Il Pentagono intende focalizzarsi in particolare sulla produzione di missili e munizioni, messa sotto stress dalla guerra d’Ucraina. Sono infatti ben 30,6 miliardi di dollari i fondi stanziati per tale categoria, ovvero quasi il 12% in più di quanto stanziato nel 2022. Secondo i funzionari, il provvedimento è volto a contrastare l’aggressività di Cina, Russia e Iran. Soprattutto, serve a preparare l’America a una potenziale “guerra vera”. Un terzo della richiesta di finanziamento per le munizioni è destinato ai vettori a lungo raggio, compresi missili ipersonici e armi subsoniche.

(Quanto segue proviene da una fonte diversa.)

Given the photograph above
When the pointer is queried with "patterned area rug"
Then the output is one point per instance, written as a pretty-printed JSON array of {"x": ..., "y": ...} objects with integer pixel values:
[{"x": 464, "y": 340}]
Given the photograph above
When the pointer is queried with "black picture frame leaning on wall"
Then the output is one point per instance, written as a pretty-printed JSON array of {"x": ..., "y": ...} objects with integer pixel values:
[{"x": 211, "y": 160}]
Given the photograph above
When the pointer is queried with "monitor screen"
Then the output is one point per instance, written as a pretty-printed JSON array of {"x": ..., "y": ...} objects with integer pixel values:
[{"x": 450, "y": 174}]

Nel frattempo, l’esercito Usa continua a ridursi. A testimoniarlo è la sua più recente richiesta di bilancio, che prevede il finanziamento di 452 mila militari in servizio attivo, 325 mila appartenenti alla Guardia nazionale e 174 mila riservisti. Si tratta di un calo di 21 mila soldati attivi rispetto alla richiesta iniziale del 2022 di 473 mila effettivi.

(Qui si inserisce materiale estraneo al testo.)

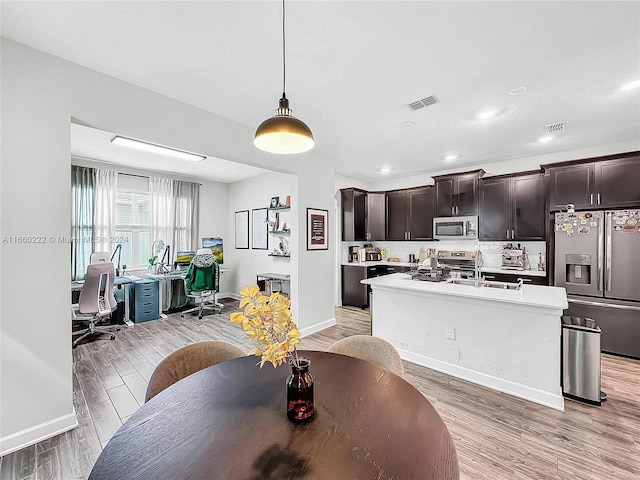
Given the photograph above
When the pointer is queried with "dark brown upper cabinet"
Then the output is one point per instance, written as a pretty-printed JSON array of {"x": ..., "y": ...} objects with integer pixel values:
[
  {"x": 512, "y": 207},
  {"x": 363, "y": 216},
  {"x": 604, "y": 182},
  {"x": 354, "y": 214},
  {"x": 410, "y": 214},
  {"x": 457, "y": 194}
]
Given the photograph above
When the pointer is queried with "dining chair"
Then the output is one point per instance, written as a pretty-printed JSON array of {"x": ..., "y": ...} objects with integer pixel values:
[
  {"x": 187, "y": 360},
  {"x": 371, "y": 349}
]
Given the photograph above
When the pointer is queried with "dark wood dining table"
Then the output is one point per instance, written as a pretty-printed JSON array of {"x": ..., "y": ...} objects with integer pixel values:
[{"x": 229, "y": 421}]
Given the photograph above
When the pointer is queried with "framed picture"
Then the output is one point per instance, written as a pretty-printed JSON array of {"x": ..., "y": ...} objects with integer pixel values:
[
  {"x": 317, "y": 234},
  {"x": 259, "y": 229},
  {"x": 242, "y": 229},
  {"x": 215, "y": 244}
]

La Francia si appresta a riportare a casa una ventina di produzioni industriali militari. A partire dalla produzione di polvere da sparo per i proiettili di artiglieria calibro 155 mm già annunciata a febbraio 2023. L’Esagono tornerà inoltre a produrre in patria scafi di imbarcazioni (prodotti finora in diversi paesi dell’Europa dell’Est), munizioni di grosso calibro (prodotti in Svezia, Italia o Germania) e componenti per motori di elicotteri (sviluppati finora negli Usa e assemblati nel Regno Unito). Presto questi passaggi saranno realizzati integralmente in Francia, in parte nello stabilimento Aubert & Duval presso Puy-de-Dôme (Alvernia).
Il progetto verrà lanciato entro quest’anno ma la produzione non inizierà prima del 2025. Secondo una nota del ministero delle Forze armate di Parigi, i costi fisiologicamente aumenteranno «ma saremo meno dipendenti».

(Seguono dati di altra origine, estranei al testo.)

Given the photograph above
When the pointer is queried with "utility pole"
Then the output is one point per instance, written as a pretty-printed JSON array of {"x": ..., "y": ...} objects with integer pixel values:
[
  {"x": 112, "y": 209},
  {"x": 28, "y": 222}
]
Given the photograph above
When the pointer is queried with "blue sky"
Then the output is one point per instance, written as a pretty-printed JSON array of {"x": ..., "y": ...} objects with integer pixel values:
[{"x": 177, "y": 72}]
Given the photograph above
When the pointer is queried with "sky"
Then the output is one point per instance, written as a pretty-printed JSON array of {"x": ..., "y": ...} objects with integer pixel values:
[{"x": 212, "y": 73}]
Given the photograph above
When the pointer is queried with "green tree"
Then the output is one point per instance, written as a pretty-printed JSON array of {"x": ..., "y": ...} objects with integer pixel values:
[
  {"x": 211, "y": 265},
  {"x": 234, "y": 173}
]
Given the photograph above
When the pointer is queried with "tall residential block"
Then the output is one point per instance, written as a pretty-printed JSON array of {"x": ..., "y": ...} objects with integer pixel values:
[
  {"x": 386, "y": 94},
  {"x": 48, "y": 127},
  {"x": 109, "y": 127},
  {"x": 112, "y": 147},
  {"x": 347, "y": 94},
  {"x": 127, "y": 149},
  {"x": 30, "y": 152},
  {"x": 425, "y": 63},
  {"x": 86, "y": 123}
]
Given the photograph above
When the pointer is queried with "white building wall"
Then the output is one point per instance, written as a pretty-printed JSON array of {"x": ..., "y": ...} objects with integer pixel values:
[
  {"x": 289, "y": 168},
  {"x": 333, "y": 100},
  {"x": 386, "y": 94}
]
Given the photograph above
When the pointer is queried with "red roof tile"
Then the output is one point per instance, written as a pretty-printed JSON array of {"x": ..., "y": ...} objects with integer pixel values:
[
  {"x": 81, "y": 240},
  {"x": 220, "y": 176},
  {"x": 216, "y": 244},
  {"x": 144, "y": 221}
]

I leader di Stati Uniti, Regno Unito e Australia hanno annunciato a San Diego i dettagli sulla compravendita di sottomarini a propulsione nucleare, pilastro del patto Aukus annunciato 18 mesi fa, segnala Mirko Briganti su Limes. Canberra si impegna ad acquistare entro l’inizio del prossimo decennio dai 3 ai 5 sottomarini americani classe Virginia – probabilmente di seconda mano e previa approvazione del Congresso Usa – per sostituire i propri obsoleti sommergibili Collins. Il costo dell’operazione è di circa 3 miliardi di dollari per naviglio. Personale della Marina australiana sta già ricevendo l’addestramento necessario nei sottomarini statunitensi.
Australia e Regno Unito inizieranno poi lo sviluppo e la costruzione di una nuova classe di sottomarini – denominata ‘Ssn-Auku’s – con il supporto e la tecnologia degli Stati Uniti. Il varo è previsto per lontani anni Quaranta. Tra una trentina d’anni, se va bene, produzione di un sottomarino ogni due anni, e una montagna di soldi in meno. Il costo stimato, da un minimo di 268 a un massimo di 368 miliardi di dollari australiani (tra i 167- e 229 miliardi di euro), includendo gli 8 miliardi (5 miliardi di euro) necessari all’ammodernamento della base navale di Stirling nell’area metropolitana di Perth (Australia Occidentale), dove a partire dal 2027 saranno ospitate a rotazione quattro unità navali Usa e una britannica.
Il programma prevede che il progetto ‘possa generare 20 mila posti di lavoro nell’arco dei prossimi trent’anni’. Promessa impossibile da verificare. Considerando che l’attuale budget dell’intera difesa australiana arriva a 48.6 miliardi di dollari australiani (2,11% del pil), l’aggiunta di ulteriori 11 miliardi annui sarà una vera e propria sfida finanziaria. «Trattandosi del più grosso investimento mai fatto nella storia della difesa australiana, sarà anche oggetto di intenso dibattito pubblico», la facile previsione di Limes.